Но Мирикла, не обращая на это внимания, отпивает еще «Кьянти»; она расстегивает сандалии и развязывает ремешки. На солнце сверкает ее трехсоттысячное колечко. Женщина прижимает босые ступни к тиковой палубе: они уже изменились. Вся она за эти дни чудовищно похудела. Пальцы рук и ног стали, как свечные огарки; вздулись суставы; некогда тонко вылепленные аристократические ноги переплелись венами, покрылись шишками. На руках – старческие бурые пятнышки. Все произошло за пару ночей, и теперь уже видно, что она – старуха. Старуха, доживающая свой век. Уже нет бронзовых точеных икр, нет тонкой талии и выпуклой груди. Вот и сейчас она скорчилась в шезлонге, вместо того чтобы выпрямиться.
– …нет, они этого не вспомнят, – тихо говорит Мирикла. – Прости меня, Леша… я передала им свои воспоминания. Мы с мужем как-то отдыхали в Египте, как раз перед арабо-израильской войной.
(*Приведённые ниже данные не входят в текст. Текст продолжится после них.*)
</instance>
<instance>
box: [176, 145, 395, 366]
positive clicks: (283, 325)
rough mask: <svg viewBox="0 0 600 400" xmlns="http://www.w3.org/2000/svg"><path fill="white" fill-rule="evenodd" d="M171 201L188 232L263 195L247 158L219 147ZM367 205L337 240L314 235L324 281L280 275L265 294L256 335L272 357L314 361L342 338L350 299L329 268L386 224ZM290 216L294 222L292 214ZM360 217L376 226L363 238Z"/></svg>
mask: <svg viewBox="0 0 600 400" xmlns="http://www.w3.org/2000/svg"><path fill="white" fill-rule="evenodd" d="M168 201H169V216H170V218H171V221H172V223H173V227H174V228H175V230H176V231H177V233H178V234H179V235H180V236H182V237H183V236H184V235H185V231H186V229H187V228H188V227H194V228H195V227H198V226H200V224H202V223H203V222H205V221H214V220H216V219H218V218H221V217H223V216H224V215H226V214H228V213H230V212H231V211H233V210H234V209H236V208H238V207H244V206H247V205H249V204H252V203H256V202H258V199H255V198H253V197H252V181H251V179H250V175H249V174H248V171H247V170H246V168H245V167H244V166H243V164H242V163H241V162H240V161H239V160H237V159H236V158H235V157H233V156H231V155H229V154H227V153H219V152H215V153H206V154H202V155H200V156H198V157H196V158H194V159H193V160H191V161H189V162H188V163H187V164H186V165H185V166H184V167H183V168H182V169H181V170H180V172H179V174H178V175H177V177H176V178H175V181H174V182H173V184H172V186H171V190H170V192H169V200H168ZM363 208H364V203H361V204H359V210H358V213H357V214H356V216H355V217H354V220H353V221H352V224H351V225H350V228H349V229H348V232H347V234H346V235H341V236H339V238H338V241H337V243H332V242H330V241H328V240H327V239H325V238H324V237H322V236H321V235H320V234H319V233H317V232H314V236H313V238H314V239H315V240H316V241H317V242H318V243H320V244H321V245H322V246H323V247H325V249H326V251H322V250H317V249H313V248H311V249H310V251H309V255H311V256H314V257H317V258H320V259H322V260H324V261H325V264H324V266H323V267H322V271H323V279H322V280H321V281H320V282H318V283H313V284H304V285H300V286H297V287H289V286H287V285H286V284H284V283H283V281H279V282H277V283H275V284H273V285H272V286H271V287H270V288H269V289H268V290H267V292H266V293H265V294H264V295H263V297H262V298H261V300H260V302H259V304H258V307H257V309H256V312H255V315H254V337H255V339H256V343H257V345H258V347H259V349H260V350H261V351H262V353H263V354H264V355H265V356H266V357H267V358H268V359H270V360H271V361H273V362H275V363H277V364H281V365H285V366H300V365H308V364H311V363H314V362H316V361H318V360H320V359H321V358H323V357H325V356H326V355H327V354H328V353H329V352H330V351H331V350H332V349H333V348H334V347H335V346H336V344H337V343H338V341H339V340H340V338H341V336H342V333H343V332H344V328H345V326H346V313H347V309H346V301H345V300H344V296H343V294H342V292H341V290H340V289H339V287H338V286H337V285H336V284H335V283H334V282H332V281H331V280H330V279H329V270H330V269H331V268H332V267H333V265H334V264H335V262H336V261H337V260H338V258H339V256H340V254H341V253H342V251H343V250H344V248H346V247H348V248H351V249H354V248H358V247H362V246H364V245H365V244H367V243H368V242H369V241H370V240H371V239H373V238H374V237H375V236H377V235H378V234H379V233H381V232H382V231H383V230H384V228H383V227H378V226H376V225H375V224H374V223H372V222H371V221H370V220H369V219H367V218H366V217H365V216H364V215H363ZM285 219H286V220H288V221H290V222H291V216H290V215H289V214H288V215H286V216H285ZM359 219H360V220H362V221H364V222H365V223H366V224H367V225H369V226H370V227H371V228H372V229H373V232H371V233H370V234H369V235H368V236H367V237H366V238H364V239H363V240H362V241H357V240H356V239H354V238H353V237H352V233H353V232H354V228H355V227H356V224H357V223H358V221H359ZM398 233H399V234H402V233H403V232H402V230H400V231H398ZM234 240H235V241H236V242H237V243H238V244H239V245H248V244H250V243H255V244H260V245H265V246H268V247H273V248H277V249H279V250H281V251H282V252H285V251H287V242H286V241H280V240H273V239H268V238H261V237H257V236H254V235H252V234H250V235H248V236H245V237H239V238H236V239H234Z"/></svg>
Это было чудное время. Они это все запомнят. У них пока мягкая память, им можно ДАВАТЬ…
Теплоход «Олимпия» скользит по огромным бирюзовым просторам; розовеет небо, чистое, как «Кьянти» в бокале женщины; ласкает лица пассажиров на верхней палубе бриз, и пепел сигары Алехана растворяется в нем, исчезает серым мотыльком в бескрайности…
– Мирикла! – со стоном повторяет Алехан.
Он оборачивается к ней. Полированный парикмахером череп поблескивает в лучах низкого солнца. Серые глаза на жестком, но неожиданно расслабившемся лице смотрят странно, будто через мокрые светофильтры.
Мужчина делает шаг и становится перед ней на колени. Он ловит губами ее руку – ту самую, болезненно исхудавшую, с обострившимися спицами пальцев, на которых больше нет прежнего серебра, ибо перстни уже не держатся на них, соскальзывают. Эту руку, с крапинками и странно обозначившейся пигментацией, он прижал к своим губам.
– Мири… выходи за меня замуж! – глухо говорит он. – Я тебя прошу… У меня… все, что у меня есть, я тебе…
Цыганка держит бокал. Его просто некуда поставить, поэтому только левой рукой она легонько проходится по его затылку со слипшимися тяжелыми складками.
– Леша, послушай меня. Я скоро умру, Леша!
Он отрывает губы от пергаментной горячей ладони и непонимающе шепчет:
– Чего?
– Я умру скоро, – повторяет цыганка бесстрастно. – У меня рак крови, Леша. Если бы не эта пирамида и солнце… Уже поздно. Думаю, еще дня три… четыре. Я хочу умереть там, где родился Антанадис. В Кипарисии, на Пелопонессе.